John Berlinsky received his PhD from the University of Pennsylvania in 1972. He was a post-doc at the University of British Columbia (UBC) and the University of Amsterdam before joining the faculty of UBC in 1977. In 1986 he moved to McMaster University where he is now Emeritus Professor of Physics. He also served as Academic Program Director and as Founding Director of Perimeter Scholars International at the Perimeter Institute for Theoretical Physics in Waterloo, Ontario, from 2008-2014 and as Associate Director of the Kavli Institute for Theoretical Physics in Santa Barbara, California from 2014-2016. John was an Alfred P. Sloan Foundation Fellow and he is a Fellow of the American Physical Sollciety.

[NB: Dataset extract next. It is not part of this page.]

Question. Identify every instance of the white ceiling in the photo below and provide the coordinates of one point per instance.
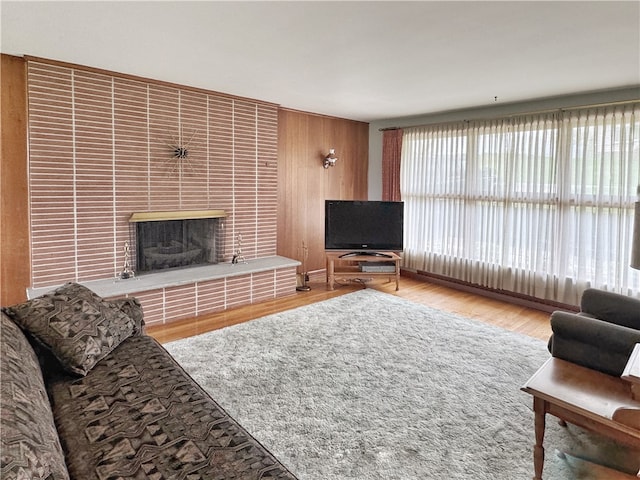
(363, 60)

Brooks Harris received his PhD from Harvard in 1962. He was a post-doc at Duke University and at the Atomic Energy Research Establishment at Harwell in the UK. He joined the faculty of the University of Pennsylvania in 1962, where he is now Professor of Physics Emeritus. Brooks was an Alfred P. Sloan and John Simon Guggenheim Fellow and, he is a Fellow of the American Physical Society. In 2007, he was awarded the Lars Onsager Prize of the American Physical Society, "For his many contributions to the statistical physics of random systems, including the formulation of the Harris criterion, which has led to numerous insights into a variety of disordered systems."

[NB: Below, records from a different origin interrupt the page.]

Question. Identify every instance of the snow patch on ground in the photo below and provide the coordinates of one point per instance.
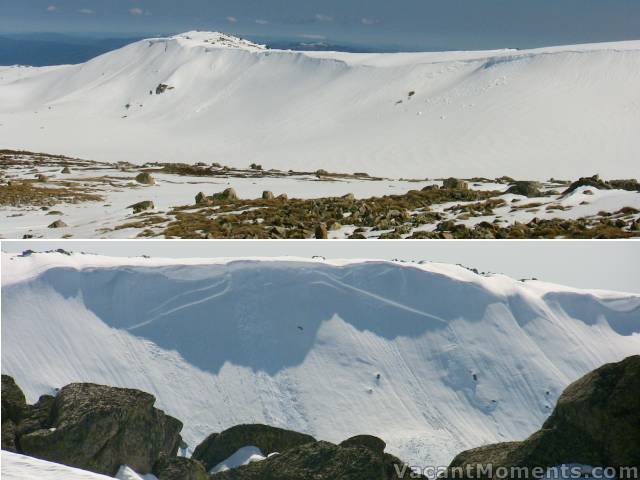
(243, 456)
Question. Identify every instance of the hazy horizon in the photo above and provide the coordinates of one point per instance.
(407, 24)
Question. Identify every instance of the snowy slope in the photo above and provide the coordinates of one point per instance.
(558, 111)
(462, 359)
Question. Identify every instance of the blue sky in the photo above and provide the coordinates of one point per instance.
(412, 24)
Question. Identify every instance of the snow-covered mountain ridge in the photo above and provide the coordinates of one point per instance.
(558, 111)
(432, 358)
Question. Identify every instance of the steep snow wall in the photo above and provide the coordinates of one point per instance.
(561, 111)
(432, 358)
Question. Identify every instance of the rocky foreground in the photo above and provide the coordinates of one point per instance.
(50, 196)
(100, 428)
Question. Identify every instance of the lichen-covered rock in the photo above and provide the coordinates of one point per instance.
(35, 416)
(145, 178)
(321, 231)
(179, 468)
(455, 184)
(595, 422)
(8, 435)
(220, 446)
(374, 444)
(226, 194)
(593, 181)
(321, 461)
(58, 224)
(142, 206)
(99, 428)
(526, 188)
(14, 402)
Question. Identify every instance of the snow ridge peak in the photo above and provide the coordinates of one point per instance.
(216, 39)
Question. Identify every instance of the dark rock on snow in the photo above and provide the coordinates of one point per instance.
(142, 206)
(455, 184)
(145, 178)
(321, 461)
(220, 446)
(179, 468)
(99, 428)
(58, 224)
(595, 422)
(526, 188)
(375, 444)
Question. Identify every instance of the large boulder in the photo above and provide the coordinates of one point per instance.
(179, 468)
(145, 178)
(375, 444)
(142, 206)
(593, 181)
(226, 194)
(595, 422)
(9, 435)
(99, 428)
(220, 446)
(35, 416)
(14, 402)
(526, 188)
(455, 184)
(321, 461)
(17, 416)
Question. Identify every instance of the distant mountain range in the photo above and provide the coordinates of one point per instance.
(43, 49)
(55, 49)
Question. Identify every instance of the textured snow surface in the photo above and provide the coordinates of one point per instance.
(21, 467)
(432, 358)
(558, 111)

In a comprehensive treatment of Statistical Mechanics from thermodynamics through the renormalization group, this book serves as the core text for a full-year graduate course in statistical mechanics at either the Masters or Ph.D. level. Each chapter contains numerous exercises, and several chapters treat special topics which can be used as the basis for student projects.
The concept of scaling is introduced early and used extensively throughout the text. At the heart of the book is an extensive treatment of mean field theory, from the simplest decoupling approach, through the density matrix formalism, to self-consistent classical and quantum field theory as well as exact solutions on the Cayley tree. Proceeding beyond mean field theory, the book discusses exact mappings involving Potts models, percolation, self-avoiding walks and quenched randomness, connecting various athermal and thermal models. Computational methods such as series expansions and Monte Carlo simulations are discussed, along with exact solutions to the 1D quantum and 2D classical Ising models. The renormalization group formalism is developed, starting from real-space RG and proceeding through a detailed treatment of Wilson’s epsilon expansion. Finally the subject of Kosterlitz-Thouless systems is introduced from a historical perspective and then treated by methods due to Anderson, Kosterlitz, Thouless and Young.
Altogether, this comprehensive, up-to-date, and engaging text offers an ideal package for advanced undergraduate or graduate courses or for use in self study.